Malcolm & Marie is sparse on setting, lighting, and cast members. The thing that it is not sparse on is anger and noise, making this film one of the most exhausting movies I have seen. This is a story about the souring relationship between a filmmaker and his girlfriend after the premiere of his new movie. It’s a simple premise that becomes fraught with extreme tension as the two characters take aim at their counterparts’ sorest spots and wound themselves in the process.
There is no way to escape the titanic shadow of Who’s Afraid of Virginia Woolf when trying to make a film about a sour domestic situation.
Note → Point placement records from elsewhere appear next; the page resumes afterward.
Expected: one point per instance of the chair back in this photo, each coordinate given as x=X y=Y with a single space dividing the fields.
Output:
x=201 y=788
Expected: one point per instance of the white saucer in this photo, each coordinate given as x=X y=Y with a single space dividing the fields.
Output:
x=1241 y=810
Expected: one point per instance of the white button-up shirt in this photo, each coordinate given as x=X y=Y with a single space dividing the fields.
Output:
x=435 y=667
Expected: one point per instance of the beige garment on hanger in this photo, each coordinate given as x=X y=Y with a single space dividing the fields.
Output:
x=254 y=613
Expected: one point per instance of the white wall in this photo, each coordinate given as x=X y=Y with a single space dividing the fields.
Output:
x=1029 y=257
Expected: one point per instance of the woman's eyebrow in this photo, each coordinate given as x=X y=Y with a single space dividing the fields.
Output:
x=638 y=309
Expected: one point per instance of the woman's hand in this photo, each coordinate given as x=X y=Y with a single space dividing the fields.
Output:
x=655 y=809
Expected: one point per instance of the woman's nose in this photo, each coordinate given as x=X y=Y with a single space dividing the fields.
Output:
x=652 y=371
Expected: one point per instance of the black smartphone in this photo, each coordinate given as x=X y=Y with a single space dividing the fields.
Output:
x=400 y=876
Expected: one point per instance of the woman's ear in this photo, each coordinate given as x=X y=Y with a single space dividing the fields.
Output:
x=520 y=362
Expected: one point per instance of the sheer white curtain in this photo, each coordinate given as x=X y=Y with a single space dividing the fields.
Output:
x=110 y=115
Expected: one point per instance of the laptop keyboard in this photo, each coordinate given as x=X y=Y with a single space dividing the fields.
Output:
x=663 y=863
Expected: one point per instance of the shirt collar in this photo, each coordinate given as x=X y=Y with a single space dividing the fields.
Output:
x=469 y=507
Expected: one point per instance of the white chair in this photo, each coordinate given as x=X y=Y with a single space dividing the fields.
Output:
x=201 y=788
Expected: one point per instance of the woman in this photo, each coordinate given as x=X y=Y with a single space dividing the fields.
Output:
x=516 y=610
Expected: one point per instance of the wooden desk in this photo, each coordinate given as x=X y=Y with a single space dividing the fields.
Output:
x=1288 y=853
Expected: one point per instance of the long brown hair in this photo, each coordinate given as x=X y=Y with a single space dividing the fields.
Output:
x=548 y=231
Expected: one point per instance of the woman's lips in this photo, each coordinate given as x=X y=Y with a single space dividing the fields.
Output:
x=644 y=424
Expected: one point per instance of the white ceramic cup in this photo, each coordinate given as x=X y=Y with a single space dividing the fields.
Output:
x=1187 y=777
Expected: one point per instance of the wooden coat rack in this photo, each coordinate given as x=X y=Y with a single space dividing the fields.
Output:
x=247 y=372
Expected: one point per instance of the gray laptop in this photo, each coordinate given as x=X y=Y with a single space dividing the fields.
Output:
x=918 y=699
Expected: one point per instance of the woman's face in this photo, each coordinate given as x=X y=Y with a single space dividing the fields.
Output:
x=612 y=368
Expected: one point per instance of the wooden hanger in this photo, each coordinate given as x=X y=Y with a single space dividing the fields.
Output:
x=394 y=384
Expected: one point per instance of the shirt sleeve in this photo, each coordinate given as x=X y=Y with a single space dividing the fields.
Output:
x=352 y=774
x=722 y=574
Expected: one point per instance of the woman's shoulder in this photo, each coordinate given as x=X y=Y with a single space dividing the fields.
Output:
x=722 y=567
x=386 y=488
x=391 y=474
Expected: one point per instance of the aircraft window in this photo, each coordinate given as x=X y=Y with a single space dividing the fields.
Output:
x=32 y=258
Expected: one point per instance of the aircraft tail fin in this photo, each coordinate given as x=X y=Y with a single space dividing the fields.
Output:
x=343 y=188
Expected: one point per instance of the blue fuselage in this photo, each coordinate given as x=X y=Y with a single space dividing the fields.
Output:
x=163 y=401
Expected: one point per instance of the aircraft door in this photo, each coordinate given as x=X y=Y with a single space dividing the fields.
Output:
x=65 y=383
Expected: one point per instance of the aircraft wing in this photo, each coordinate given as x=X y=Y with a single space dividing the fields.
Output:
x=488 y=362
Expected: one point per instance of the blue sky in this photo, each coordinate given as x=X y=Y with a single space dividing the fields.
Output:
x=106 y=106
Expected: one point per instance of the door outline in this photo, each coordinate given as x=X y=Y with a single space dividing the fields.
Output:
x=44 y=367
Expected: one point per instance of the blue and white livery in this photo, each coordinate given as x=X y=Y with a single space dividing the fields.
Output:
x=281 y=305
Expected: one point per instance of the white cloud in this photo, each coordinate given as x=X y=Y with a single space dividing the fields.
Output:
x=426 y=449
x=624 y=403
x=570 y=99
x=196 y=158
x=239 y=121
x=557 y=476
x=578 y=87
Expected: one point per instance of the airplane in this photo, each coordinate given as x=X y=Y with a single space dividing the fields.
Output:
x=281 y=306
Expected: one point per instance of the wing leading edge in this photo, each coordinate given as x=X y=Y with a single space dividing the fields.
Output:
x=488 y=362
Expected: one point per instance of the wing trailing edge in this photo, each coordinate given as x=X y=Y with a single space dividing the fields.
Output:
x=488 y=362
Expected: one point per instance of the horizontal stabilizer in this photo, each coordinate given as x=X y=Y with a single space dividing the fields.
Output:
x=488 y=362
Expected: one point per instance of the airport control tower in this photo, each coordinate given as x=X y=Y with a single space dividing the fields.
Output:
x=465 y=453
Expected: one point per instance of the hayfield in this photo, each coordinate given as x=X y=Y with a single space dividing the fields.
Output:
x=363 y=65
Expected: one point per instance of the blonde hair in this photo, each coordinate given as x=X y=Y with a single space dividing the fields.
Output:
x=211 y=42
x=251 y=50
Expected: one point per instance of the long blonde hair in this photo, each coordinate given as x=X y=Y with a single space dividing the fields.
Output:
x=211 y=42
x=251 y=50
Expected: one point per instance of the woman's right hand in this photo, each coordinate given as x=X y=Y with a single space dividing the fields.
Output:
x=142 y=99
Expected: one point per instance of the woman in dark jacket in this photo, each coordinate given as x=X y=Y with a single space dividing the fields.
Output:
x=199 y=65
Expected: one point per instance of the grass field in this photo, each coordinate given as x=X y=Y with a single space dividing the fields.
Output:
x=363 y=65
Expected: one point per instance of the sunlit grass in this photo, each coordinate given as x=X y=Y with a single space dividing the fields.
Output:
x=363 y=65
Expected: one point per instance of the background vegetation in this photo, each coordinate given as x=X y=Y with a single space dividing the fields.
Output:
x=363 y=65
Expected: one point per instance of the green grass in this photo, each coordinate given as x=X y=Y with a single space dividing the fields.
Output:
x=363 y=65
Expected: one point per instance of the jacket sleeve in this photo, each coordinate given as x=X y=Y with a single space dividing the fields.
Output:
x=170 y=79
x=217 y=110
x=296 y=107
The problem many projects emulating that one have is two-fold: they aren’t written by a Pulitzer Prize winning author/directed by an EGOT winner and they mistake the nastiness of it’s words for why its successful. Yes, we enjoy getting to witness two people be awful, but if it doesn’t come from a truly emotional place or have someone other than the main couple to bounce off, it just feels awful. It should not be about how loud the actors get, but more the modulation of emotion, which makes the words feel impactful.
Writer/director Sam Levinson seems to have forgotten that when he was writing the script to Malcolm & Marie. This a movie where characters say several things to each other that should have either ended in break ups or murders, but yet somehow they find peace and do it all over again in 15 minutes. This repetition of simple statements that ramp up into world shattering declarations that go back to some semblance of being nice isn’t thrilling to watch, it’s tiring. At one point I paused the movie, thinking it was nearing the end, only to realize there was over an hour left.
These arguments probably feel so rote because it does not feel like there is anything of worth to say. Levinson seems more concerned with getting his feelings about art, critics, and filmmaking out that grounding these in some sort of character. It’s tough because there seems to be an artist grappling with interesting topics but I can’t help but feel a lack of sincerity. Taking aim at movie critics is fine, but Malcolm & Marie feels like a movie set to talk about an experience the writer can’t align with. It might be fine to have a upper class Black man rant about how critics approach Black art and go on about the male gaze and mention all these directors in an argument with himself, but it doesn’t feel genuine to the experience of a Black filmmaker in Hollywood who struggled to get his first movie off the ground. Honestly, if it weren’t for a well placed nigga and mentioning Spike Lee/Barry Jenkins every time he needed to bring up a Black filmmaker, you wouldn’t even know the character was Black. This makes the movie feel like Levinson is using a Black man as a shield to bring across his ideas and his recollection of his former relationship. We all might have universal experiences, but you can’t divorce the differences in experience from the characters.
This trickles down to the performances of Zendaya and John David Washington. Both of them have moments of real intrigue, but both are prone to going loud when intensity is called for, and there’s nothing in the story or script to reel them back in. Both try, they really do fight, to make something of the words but Malcolm & Marie just cannot get out of its own way to do anything more than be a drag.